近日,山东大学微生物技术国家重点实验室张伟教授与上海交通大学林厚文教授合作,在化学领域权威期刊《德国应用化学》(Angewandte Chemie International Edition, IF: 16.823)上发表题为“Somalactams A–D: Anti-inflammatory Macrolide Lactams with Unique Ring Systems from an Arctic Actinomycete Strain”的论文。张伟教授和上海交通大学林厚文教授为论文并列通讯作者,杨帆副研究员和微生物技术国家重点实验室桑茉莉博士生为论文共同第一作者。山东大学微生物技术国家重点实验室为第二完成单位和通讯作者单位。

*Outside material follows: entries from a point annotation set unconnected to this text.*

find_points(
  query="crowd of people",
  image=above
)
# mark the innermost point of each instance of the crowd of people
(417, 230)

深海来源的骨架新颖、机制独特天然产物的发现,对海洋药物的研究具有重要意义,是开发和利用深海生物资源的重要突破方向。作者以P450酶为探针,从北极海绵(水深200米)共附生放线菌Streptomyces somaliensis1107菌株基因组中挖掘获得含有2个P450酶编码基因的新颖基因簇sml,其中smlB-D编码聚酮合酶(PKS),smlA编码聚酮合酶-非核糖体多肽合成酶(PKS-NRPS)杂合蛋白。除此之外,该基因簇包含4个氧化还原酶编码基因,7个与前体单元合成酶编码基因,2个糖基转移酶编码基因,2个水解酶编码基因及负责转录调控和编码未知功能的基因。
通过系统的化学成分挖掘,从该菌株发酵液中分离得到4个极其罕见的21元新大环内酯类化合物Somalactams A-D(1-4),其中3个具有独特的多环稠合系统。综合运用高阶二维核磁、J B C A(基于耦合常数的构象分析),单晶衍射和化学修饰(Mosher)等方法确定了其平面与立体构型(图1)。生物活性研究表明化合物1在体外对LPS刺激的巨噬细胞RAW264.7释放的炎症因子IL-6和TNF抑制率IC50值为5.76 µM和0.18 µM并且无细胞毒性;药理研究表明化合物1通过抑制炎症相关通路MAPK调节下游蛋白的表达从而发挥抗炎作用且呈浓度依赖性。
图1. SomalactamsA-D (1 - 4)化学结构
利用Crisper-Cas9介导的无痕基因敲除实验证实,sml基因簇负责somalactams类化合物的生物合成,P450酶Sml5参与了大环内酯骨架C-5的羟基化修饰。Somalactams的合成是由smlA-D的8个PKS模块和嵌入smlA中的1个NRPS模块形成的复合酶共同催化合成,其中,NRPS合成模块的底物预测为甘氨酸。基于somalactams的化学结构和对PKS底物识别功能域的氨基酸序列进行比对,该类化合物结构中的三个非常规结构单元分别由AT1、AT8和AT9负责识别和激活。其中,AT1识别和激活羟基乙酰辅酶A(glycolyl-CoA),AT8负责识别罕见的4-甲基己酰辅酶A(4-methylhexanoyl-CoA),AT9识别甲氧基丙二酸(methoxymalonyl-CoA)。聚酮链合成过程中,酮基还原酶(Ketoreductase,KR)、脱水酶(Dehydratase,DH)和烯基还原酶(enoyl reductase,ER)的数量和功能与somalactams化学结构之间存在严格的线性对应关系。基于以上分析,somalactams生物合成以非典型的glycolyl-CoA为起始单元,经过九步连续的脱羧缩合反应合成聚酮前体。根据somalactams的化学结构,推测化合物1 - 4是由SmlA末端的硫酯酶结构域(TE)催化聚酮链上的羟酰基单元发生α-OH或β-OH分子内环化,随后经P450酶Sml5等氧化酶的氧化、亲核环化及烯烃-环氧化等后修饰反应形成终产物(图2)。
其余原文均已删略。